In conclusion, Chioncel and colleagues8 should be commended for the ambitious undertaking of the prospective phenotyping of patients admitted for a primary diagnosis of AHF in the ESC-HF-LT Registry. HF is a heterogeneous syndrome and improving collective understanding of its pathophysiology and management requires a nuanced and tailored approach. Notably, patients with chronic HF can be classified according to demographic factors (i.e. age and gender), medical co-morbidities (i.e. coronary artery disease, atrial fibrillation, diabetes mellitus, etc.) and systolic function (i.e. reduced vs. preserved), which have important diagnostic, prognostic and therapeutic implications. Although the proposed approaches to patient phenotyping in the acute setting (i.e. clinical profiles, SBP and congestion/perfusion status) are informative and complementary, none of these classification systems provides a comprehensive assessment in isolation and additional research is required before their use to guide treatment decisions in routine practice can be recommended. In an era of ‘omics’ and personalized medicine, future research should focus on the role of a multimarker approach and the application of cluster analysis to identify novel and clinically meaningful patient profiles in an effort to develop new therapies and improve the quality of care.
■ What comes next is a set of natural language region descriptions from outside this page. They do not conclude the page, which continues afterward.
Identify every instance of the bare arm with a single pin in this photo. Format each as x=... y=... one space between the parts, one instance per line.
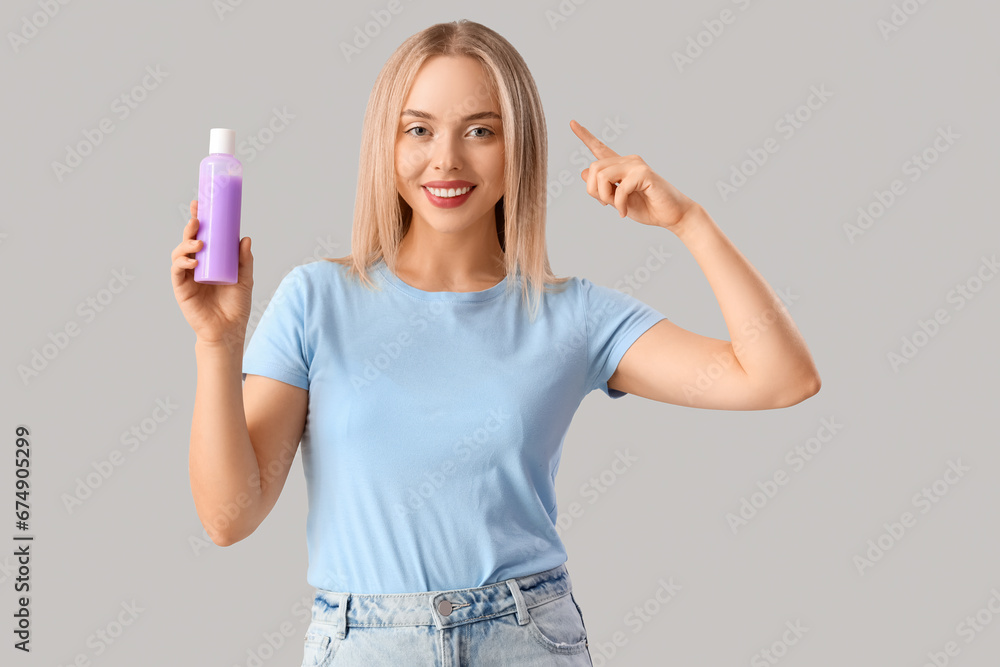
x=243 y=441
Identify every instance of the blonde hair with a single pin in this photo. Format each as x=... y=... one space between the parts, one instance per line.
x=382 y=216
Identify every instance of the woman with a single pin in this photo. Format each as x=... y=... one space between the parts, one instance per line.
x=439 y=366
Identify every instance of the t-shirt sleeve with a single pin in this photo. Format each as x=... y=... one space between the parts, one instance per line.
x=277 y=348
x=614 y=321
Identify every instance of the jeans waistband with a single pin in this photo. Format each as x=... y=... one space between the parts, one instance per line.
x=440 y=608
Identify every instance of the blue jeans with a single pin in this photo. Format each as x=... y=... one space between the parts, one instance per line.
x=530 y=621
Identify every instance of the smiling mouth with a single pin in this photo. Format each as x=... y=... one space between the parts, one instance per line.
x=444 y=191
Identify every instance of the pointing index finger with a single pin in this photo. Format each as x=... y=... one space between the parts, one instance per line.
x=596 y=146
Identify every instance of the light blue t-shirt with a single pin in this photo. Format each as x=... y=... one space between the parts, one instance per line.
x=436 y=420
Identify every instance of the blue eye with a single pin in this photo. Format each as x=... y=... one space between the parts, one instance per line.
x=482 y=136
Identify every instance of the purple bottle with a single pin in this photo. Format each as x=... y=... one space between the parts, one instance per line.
x=220 y=191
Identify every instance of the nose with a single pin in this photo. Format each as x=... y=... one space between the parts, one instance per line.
x=447 y=152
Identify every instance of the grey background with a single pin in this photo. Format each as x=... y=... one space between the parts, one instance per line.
x=137 y=537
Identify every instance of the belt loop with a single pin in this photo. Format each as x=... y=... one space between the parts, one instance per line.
x=522 y=611
x=342 y=616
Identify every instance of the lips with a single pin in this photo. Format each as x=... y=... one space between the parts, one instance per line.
x=448 y=184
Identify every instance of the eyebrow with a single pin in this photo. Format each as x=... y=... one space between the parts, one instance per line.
x=476 y=116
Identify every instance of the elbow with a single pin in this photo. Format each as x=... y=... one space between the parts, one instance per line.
x=798 y=393
x=806 y=390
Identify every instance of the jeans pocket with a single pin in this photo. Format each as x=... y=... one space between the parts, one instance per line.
x=558 y=626
x=318 y=647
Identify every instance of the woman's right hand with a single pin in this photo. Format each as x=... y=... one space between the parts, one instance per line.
x=217 y=313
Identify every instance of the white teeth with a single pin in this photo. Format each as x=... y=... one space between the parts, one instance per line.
x=452 y=192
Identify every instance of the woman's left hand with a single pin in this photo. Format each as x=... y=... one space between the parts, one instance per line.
x=628 y=184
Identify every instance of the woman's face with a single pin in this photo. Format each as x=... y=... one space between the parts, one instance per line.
x=450 y=137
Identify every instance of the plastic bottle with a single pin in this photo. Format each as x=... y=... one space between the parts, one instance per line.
x=220 y=194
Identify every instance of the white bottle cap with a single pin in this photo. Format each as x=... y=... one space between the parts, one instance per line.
x=222 y=140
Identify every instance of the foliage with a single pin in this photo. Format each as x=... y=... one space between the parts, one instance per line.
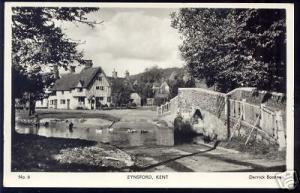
x=38 y=41
x=231 y=48
x=151 y=74
x=121 y=90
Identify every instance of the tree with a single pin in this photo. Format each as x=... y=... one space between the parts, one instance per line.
x=152 y=75
x=231 y=48
x=37 y=42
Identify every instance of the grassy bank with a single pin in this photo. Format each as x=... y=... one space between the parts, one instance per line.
x=37 y=154
x=70 y=114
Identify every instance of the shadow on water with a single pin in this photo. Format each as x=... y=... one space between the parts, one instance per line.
x=138 y=169
x=122 y=134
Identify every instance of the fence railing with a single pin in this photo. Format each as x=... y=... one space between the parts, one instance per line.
x=169 y=107
x=261 y=118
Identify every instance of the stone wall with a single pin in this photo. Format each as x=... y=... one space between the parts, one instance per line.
x=211 y=105
x=275 y=101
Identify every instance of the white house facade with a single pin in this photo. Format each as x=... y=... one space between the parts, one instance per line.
x=89 y=89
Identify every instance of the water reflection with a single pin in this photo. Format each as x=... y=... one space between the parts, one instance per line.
x=96 y=129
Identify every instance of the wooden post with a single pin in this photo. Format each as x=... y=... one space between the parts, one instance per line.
x=227 y=115
x=262 y=115
x=280 y=131
x=243 y=111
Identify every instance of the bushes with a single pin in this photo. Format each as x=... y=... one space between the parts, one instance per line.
x=183 y=131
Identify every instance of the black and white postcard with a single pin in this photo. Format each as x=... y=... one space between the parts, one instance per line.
x=149 y=95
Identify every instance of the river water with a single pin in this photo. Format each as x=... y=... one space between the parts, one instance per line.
x=122 y=134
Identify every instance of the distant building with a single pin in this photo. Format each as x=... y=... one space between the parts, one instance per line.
x=135 y=97
x=161 y=93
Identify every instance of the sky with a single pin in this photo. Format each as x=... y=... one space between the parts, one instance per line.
x=128 y=39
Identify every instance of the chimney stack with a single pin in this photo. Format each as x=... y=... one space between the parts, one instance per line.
x=115 y=74
x=72 y=69
x=55 y=71
x=126 y=74
x=88 y=63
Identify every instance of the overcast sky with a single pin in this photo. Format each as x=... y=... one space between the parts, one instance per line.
x=128 y=39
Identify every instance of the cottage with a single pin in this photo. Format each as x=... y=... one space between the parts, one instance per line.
x=161 y=93
x=135 y=97
x=89 y=89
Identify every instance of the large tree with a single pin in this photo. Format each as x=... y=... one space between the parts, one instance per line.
x=231 y=48
x=37 y=42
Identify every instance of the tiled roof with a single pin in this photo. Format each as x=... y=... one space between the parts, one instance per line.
x=69 y=81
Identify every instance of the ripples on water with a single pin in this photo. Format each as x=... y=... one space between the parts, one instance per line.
x=95 y=129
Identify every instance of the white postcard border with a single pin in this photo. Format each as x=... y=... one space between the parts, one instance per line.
x=179 y=180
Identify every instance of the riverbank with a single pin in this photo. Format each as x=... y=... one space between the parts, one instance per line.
x=70 y=114
x=37 y=154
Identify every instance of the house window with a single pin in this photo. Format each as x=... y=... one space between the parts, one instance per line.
x=81 y=100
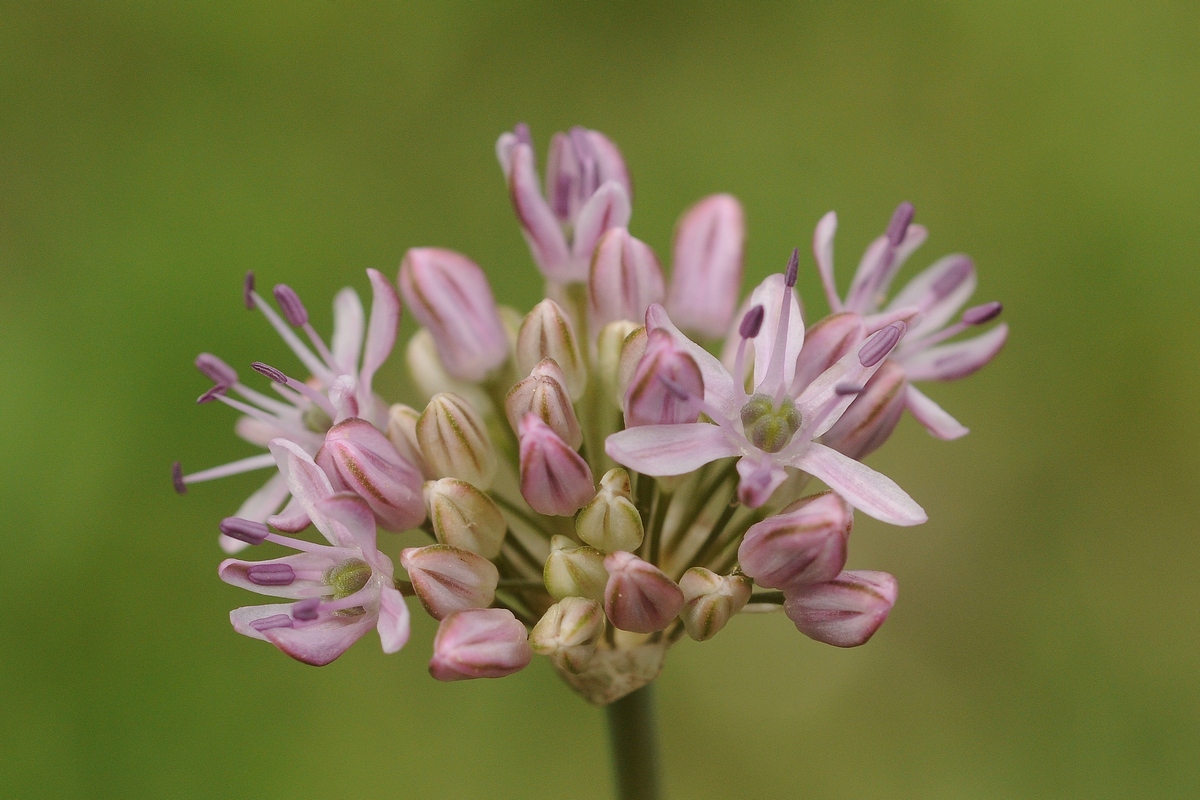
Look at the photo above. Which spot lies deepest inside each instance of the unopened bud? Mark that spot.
(611, 521)
(844, 612)
(569, 632)
(711, 600)
(555, 480)
(544, 394)
(465, 517)
(547, 334)
(454, 440)
(479, 643)
(358, 457)
(449, 295)
(804, 543)
(665, 385)
(449, 578)
(640, 597)
(574, 571)
(706, 276)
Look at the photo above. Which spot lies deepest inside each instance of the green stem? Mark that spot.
(633, 732)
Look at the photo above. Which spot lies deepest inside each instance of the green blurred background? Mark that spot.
(1047, 641)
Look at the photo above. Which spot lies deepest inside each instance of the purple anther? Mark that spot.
(793, 268)
(270, 372)
(268, 623)
(984, 313)
(876, 348)
(899, 224)
(244, 530)
(271, 575)
(291, 305)
(306, 609)
(751, 323)
(216, 370)
(211, 395)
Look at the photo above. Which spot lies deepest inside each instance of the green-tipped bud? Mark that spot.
(575, 571)
(711, 600)
(465, 517)
(611, 521)
(547, 334)
(454, 440)
(569, 632)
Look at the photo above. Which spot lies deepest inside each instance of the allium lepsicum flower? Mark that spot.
(711, 600)
(449, 578)
(804, 543)
(465, 517)
(844, 612)
(449, 295)
(479, 643)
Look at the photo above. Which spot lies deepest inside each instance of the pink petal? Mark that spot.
(873, 493)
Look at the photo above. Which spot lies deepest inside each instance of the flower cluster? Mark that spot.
(595, 482)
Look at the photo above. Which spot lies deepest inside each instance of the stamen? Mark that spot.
(268, 623)
(876, 348)
(271, 575)
(244, 530)
(216, 370)
(291, 304)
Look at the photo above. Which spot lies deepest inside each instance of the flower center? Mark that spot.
(768, 426)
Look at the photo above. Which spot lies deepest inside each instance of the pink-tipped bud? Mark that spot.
(544, 394)
(449, 578)
(454, 440)
(358, 457)
(844, 612)
(873, 416)
(569, 632)
(449, 295)
(805, 543)
(479, 643)
(665, 384)
(547, 332)
(706, 276)
(574, 571)
(555, 480)
(640, 597)
(624, 280)
(465, 517)
(711, 601)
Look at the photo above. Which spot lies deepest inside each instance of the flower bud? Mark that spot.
(544, 394)
(547, 334)
(624, 280)
(569, 632)
(449, 578)
(358, 457)
(649, 401)
(555, 480)
(479, 643)
(449, 295)
(706, 277)
(844, 612)
(803, 545)
(868, 422)
(574, 571)
(465, 517)
(611, 521)
(711, 600)
(640, 597)
(454, 440)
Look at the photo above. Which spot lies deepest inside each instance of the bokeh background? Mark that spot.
(1047, 641)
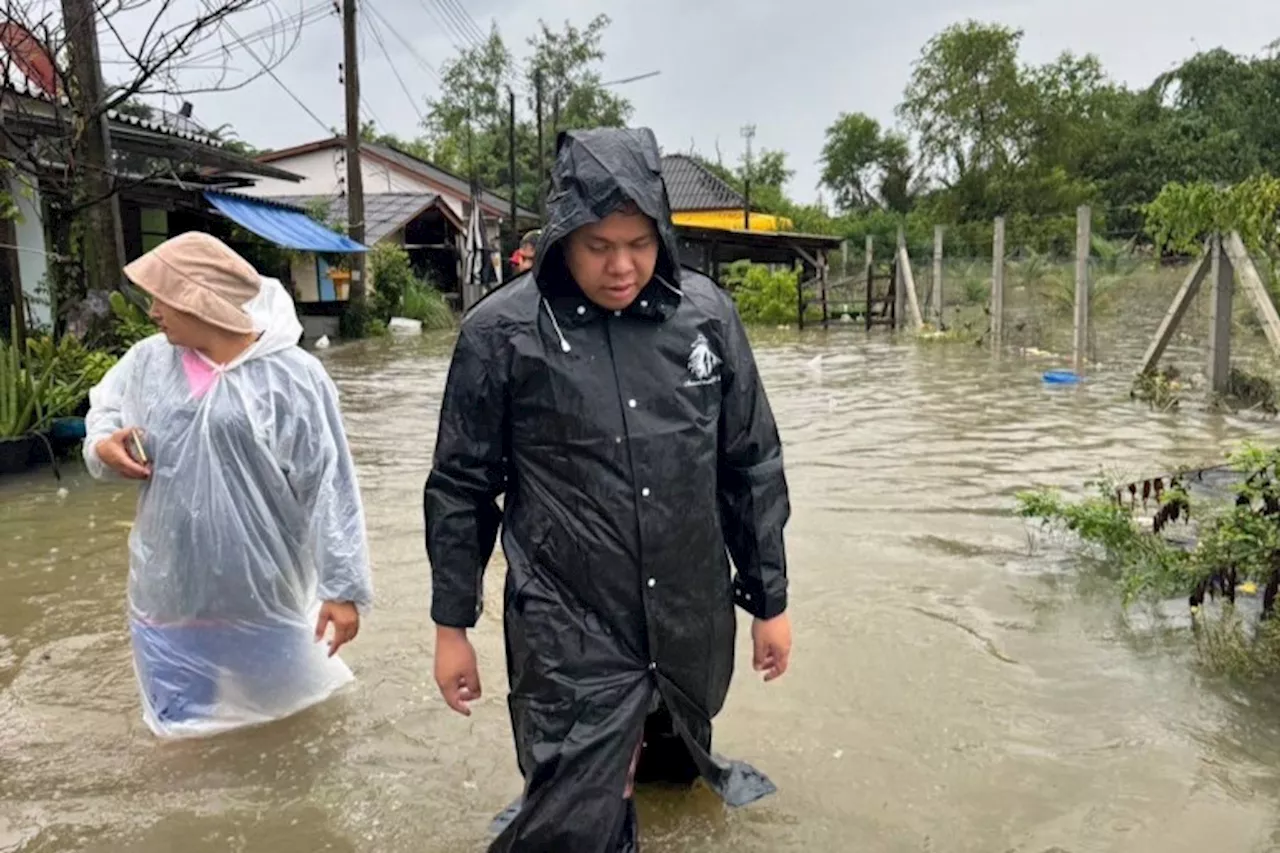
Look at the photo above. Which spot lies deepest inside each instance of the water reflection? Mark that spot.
(952, 689)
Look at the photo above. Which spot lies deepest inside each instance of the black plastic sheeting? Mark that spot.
(631, 451)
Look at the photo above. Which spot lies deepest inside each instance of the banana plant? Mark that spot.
(21, 395)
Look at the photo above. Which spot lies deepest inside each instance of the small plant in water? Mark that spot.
(1247, 391)
(1233, 546)
(1160, 388)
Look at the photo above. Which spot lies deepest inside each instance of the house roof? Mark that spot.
(384, 211)
(405, 162)
(691, 186)
(129, 132)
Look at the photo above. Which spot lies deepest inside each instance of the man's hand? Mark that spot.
(456, 671)
(115, 455)
(772, 641)
(346, 624)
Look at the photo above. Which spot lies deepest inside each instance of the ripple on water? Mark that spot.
(949, 690)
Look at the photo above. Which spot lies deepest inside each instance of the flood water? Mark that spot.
(951, 689)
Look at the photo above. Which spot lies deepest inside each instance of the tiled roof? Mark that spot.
(691, 186)
(14, 81)
(384, 211)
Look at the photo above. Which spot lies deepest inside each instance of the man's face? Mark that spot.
(612, 260)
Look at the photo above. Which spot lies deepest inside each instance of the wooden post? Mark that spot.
(913, 302)
(799, 292)
(355, 173)
(899, 286)
(1182, 301)
(997, 284)
(1220, 319)
(822, 283)
(1255, 288)
(936, 299)
(1083, 235)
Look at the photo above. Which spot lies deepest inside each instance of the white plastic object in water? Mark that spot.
(403, 325)
(251, 519)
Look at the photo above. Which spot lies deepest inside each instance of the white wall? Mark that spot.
(324, 173)
(32, 259)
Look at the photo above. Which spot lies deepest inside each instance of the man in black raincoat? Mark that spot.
(612, 398)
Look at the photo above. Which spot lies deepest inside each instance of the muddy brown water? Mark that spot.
(951, 689)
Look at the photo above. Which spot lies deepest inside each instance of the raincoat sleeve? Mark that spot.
(460, 501)
(753, 489)
(106, 411)
(323, 475)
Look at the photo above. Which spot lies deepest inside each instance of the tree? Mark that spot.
(467, 126)
(967, 100)
(59, 128)
(867, 167)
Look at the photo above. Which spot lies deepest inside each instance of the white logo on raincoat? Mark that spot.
(702, 361)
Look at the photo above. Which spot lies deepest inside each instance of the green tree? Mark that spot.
(868, 167)
(967, 100)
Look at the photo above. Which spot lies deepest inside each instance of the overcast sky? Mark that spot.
(786, 65)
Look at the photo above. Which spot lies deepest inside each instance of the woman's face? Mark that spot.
(182, 329)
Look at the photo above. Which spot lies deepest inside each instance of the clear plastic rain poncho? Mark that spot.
(250, 520)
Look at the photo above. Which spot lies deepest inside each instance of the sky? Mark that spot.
(786, 67)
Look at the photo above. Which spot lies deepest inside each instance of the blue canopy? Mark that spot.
(283, 227)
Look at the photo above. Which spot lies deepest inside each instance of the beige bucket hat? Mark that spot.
(199, 274)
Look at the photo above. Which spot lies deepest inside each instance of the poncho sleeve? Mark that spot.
(323, 477)
(753, 491)
(469, 473)
(106, 411)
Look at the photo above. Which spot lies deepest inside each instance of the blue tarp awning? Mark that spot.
(283, 227)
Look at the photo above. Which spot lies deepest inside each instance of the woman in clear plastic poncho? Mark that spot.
(250, 539)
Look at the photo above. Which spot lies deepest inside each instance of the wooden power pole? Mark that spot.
(355, 176)
(104, 237)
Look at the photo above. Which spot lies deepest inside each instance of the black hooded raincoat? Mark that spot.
(635, 451)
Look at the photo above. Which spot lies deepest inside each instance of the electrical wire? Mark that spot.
(273, 74)
(467, 21)
(425, 65)
(373, 30)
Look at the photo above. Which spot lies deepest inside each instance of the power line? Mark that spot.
(467, 21)
(382, 45)
(304, 19)
(273, 74)
(425, 65)
(461, 42)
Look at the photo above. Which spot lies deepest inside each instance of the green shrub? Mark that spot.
(424, 302)
(392, 276)
(763, 295)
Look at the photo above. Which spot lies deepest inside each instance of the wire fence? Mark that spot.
(1130, 291)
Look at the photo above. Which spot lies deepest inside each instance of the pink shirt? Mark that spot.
(200, 374)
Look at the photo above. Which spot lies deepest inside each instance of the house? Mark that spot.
(711, 226)
(700, 197)
(407, 200)
(172, 177)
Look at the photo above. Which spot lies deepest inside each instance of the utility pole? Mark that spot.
(748, 133)
(511, 154)
(542, 151)
(104, 237)
(355, 174)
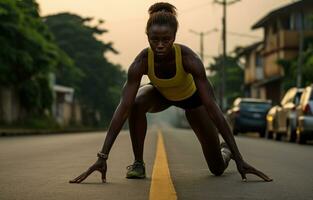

Conflict of interest: A.P.A. declares no conflicts of interest. M.G. has been a consultant for Abbott Laboratories, Astellas, AstraZeneca, Bayer HealthCare AG, CorThera, Cytokinetics, DebioPharm SA, Errekappa Terapeutici, GlaxoSmithKline, Ikaria, Johnson & Johnson, Medtronic, Merck, Novartis Pharma AG, Otsuka Pharmaceuticals, Palatin Technologies, Pericor Therapeutics, Protein Design Laboratories, Sanofi-Aventis, Sigma Tau, Solvay Pharmaceuticals, Takeda Pharmaceutical and Trevena Therapeutics.